Odds of Reaching 100% of Normal Precipitation for Water Year 2018 (April Update)
April 10, 2018
Contribution from Dr. M.D. Dettinger, USGS
Here is how we usually tend to see the water-year precip-drought to-date or last month’s contributions represented:
Figure 1: Total precipitation anomaly (large map) and total precipitation (smaller map) during water 2018 (September 2017-March 2018). Images courtesy PRISM Climate Group.
A somewhat different viewpoint on the development of precipitation drought considers that development to be a matter of both how much precipitation has fallen (or not) already AND how much more is realistically likely to fall in coming months. E.g., March 2018 simultaneously produced helpful additions to this year’s precipitation totals in California AND was disappointingly far from completely undoing the deficits of the preceding months in most of the State. The following are maps of this year’s drought development that explicitly take both of these aspects into account.
Here is how the drought has evolved so far this water year in terms of the odds of reaching 100% of normal precipitation by end of water-year 2018.
Figure 2: Odds of reaching 100% of water-year normal precipitation totals throughout water-year 2018.
- Notice how drought conditions have developed across the Southwest, as odds of reaching normal have progressively dwindled month by month. Also notice that, although March was wet in California/Nevada, it was—arguably—too little too late to set us up well for reaching 100% of normal this year, in all but a few locales.
The top row in figure 3 shows the current odds of reaching various fractions (including but not limited to 100%) of water-year-total this year.
Also shown are the corresponding odds prior to March (middle row), and the amount that March precip changed the odds (bottom). This approach offers a far different view than the precipitation anomalies of figure 1, emphasizing different “hot spots” of hope & despair.
Figure 3: Odds of water-year 2018 reaching various fractions of water year normal precipitation totals and the change in these odds during March 2018.
Finally, figure 4 is the “flipped” version of the analysis, asking-at each pixel-how large a water-year total precipitation has a 50% (and other exceedances) chance of being equaled or exceeded this year, as of April 1, 2018.

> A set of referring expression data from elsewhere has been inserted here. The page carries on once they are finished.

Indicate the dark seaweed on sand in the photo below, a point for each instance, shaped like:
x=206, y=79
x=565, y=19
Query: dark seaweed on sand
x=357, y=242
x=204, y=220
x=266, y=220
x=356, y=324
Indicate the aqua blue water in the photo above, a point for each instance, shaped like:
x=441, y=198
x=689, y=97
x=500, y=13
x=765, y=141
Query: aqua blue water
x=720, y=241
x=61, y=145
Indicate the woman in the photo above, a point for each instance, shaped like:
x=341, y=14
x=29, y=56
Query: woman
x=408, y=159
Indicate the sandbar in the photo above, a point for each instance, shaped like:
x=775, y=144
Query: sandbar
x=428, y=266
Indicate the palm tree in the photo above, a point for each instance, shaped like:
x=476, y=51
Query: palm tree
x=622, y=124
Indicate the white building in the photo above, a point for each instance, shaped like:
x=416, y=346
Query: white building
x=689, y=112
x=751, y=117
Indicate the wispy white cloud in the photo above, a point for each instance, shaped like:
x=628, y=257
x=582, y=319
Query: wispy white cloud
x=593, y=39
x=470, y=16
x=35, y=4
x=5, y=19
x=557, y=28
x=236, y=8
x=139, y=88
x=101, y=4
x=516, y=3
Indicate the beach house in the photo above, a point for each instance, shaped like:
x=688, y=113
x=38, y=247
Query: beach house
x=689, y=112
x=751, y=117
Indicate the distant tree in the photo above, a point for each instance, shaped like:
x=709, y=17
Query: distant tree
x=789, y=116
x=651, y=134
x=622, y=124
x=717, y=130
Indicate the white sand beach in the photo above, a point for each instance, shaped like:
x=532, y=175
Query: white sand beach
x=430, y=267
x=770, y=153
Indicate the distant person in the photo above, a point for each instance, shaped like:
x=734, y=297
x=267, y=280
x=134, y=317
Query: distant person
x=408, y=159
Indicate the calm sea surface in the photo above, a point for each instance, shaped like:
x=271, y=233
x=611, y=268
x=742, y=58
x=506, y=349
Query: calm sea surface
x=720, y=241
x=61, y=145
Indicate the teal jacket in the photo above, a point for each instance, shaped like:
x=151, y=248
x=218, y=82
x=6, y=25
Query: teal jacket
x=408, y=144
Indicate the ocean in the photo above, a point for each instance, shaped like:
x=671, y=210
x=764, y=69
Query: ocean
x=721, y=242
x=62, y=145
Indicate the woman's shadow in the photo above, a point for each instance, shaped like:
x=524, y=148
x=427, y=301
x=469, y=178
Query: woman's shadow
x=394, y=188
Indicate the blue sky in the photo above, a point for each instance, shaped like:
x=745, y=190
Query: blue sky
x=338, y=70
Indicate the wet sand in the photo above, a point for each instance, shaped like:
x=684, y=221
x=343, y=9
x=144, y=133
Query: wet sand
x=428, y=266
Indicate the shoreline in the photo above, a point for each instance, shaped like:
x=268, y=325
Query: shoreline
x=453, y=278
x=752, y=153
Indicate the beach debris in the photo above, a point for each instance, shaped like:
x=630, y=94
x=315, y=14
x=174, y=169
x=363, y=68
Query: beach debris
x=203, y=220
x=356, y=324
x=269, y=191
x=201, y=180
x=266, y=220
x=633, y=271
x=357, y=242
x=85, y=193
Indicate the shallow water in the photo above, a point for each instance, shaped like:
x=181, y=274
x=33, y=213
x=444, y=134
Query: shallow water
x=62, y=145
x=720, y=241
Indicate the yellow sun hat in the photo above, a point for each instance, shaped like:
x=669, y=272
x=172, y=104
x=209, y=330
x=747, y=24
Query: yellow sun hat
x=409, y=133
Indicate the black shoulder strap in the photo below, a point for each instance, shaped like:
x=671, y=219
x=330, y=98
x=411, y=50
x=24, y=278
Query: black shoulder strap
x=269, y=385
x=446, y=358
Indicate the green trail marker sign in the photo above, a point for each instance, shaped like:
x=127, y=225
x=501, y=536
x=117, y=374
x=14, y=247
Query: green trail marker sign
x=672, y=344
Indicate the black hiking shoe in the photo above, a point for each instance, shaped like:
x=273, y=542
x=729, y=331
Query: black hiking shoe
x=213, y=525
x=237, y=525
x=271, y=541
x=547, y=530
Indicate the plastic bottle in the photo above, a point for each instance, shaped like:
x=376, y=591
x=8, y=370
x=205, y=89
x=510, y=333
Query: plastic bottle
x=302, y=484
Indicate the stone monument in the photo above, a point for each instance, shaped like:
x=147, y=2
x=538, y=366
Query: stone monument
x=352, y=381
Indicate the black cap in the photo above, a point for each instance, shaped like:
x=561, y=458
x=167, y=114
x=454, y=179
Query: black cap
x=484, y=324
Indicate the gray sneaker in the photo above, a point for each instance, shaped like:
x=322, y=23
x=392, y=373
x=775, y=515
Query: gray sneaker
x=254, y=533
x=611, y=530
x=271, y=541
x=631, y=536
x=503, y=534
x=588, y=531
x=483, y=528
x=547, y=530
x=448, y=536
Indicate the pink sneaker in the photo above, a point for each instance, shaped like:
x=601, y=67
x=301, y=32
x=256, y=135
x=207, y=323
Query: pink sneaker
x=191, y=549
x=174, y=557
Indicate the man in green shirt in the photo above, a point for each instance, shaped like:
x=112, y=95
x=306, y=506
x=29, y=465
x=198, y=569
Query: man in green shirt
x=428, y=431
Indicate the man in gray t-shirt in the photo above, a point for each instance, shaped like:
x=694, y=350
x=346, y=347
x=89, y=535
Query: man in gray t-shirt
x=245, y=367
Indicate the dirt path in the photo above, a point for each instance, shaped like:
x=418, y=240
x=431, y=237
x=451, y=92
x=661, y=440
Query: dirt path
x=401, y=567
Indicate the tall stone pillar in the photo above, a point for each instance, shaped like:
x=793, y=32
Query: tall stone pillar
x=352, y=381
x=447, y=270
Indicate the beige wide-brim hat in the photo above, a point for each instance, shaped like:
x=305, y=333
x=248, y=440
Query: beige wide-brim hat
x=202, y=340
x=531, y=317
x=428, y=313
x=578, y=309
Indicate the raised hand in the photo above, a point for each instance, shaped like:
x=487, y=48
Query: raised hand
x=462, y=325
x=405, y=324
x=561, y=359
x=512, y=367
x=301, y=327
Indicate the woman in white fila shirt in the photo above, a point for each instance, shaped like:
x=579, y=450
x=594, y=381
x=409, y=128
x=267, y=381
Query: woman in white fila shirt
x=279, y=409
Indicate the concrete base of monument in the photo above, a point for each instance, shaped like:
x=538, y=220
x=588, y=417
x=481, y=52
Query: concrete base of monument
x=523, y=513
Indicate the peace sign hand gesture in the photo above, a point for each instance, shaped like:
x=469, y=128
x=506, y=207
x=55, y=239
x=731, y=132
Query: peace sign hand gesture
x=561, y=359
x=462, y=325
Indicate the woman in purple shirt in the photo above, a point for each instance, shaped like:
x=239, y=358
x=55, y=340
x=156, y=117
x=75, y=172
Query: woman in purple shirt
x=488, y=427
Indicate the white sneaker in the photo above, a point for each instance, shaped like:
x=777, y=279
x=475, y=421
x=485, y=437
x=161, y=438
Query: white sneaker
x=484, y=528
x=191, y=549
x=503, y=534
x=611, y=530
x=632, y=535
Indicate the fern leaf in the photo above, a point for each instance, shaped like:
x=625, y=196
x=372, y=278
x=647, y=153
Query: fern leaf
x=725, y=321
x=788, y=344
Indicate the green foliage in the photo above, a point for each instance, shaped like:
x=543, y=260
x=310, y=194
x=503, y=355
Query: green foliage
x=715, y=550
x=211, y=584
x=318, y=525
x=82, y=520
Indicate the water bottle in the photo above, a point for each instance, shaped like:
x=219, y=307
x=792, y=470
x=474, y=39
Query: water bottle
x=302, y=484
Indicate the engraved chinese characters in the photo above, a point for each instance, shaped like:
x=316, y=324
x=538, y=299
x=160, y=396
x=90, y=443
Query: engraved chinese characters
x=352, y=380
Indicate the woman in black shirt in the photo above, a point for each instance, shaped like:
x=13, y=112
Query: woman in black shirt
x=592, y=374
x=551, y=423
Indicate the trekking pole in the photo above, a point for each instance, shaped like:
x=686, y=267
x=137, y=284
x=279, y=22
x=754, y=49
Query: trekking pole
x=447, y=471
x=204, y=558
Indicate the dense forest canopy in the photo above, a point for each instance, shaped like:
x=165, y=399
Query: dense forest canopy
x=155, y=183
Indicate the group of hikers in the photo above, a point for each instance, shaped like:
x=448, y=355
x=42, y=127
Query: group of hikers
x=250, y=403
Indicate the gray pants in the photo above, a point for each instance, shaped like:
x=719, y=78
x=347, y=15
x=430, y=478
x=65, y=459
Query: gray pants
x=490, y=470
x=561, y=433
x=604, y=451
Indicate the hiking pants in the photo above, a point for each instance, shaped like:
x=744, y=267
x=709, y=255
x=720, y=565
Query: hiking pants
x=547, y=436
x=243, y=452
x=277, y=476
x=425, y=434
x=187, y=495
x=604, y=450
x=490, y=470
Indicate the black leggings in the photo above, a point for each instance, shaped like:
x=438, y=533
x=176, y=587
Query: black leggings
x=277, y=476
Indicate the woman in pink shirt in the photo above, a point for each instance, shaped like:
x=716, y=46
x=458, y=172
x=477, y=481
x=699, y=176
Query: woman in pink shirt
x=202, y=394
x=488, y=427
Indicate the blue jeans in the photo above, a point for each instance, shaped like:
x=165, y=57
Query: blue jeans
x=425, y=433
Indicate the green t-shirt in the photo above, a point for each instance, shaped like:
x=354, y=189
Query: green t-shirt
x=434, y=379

- A different color bar is used here to emphasize that the shades now are illustrating something quite different from the previous maps
How the probabilities above were estimated:
At the end of a given month, if we know how much precipitation has fallen to date (in the water year), the amount of precipitation that will be required to close out the water year (on Sept 30) with a water-year total equal to the long-term normal is just that normal amount minus the amount received to date. Thus the odds of reaching normal by the end of the water year are just the odds of precipitation during the remaining of the year equaling or exceeding that remaining amount.
To arrive at the probabilities shown, the precipitation totals for the remaining months of the water year were tabulated in the long-term historical record (WY1948-2017 in these figures) and the number of years in which that precipitation total equaled or exceeded the amount still needed to reach normal were counted. The fraction of years that at least reached that threshold is the probability estimate. The calculation was also made for the probabilities of reaching 75% of normal by end of water year, 125%, etc., for these figures.
[One key simplifying assumption goes into estimating the probabilities this way: The assumption that the amount of precipitation that will fall in the remainder of a water year does not depend on the amount that has already fallen in that water year to date. This assumption was tested (across all climate divisions in California, so far) for each month of the year by correlating historical year-to-date amounts with the remainder-of-the-year amounts, and the resulting correlations were never statistically significantly different from zero.]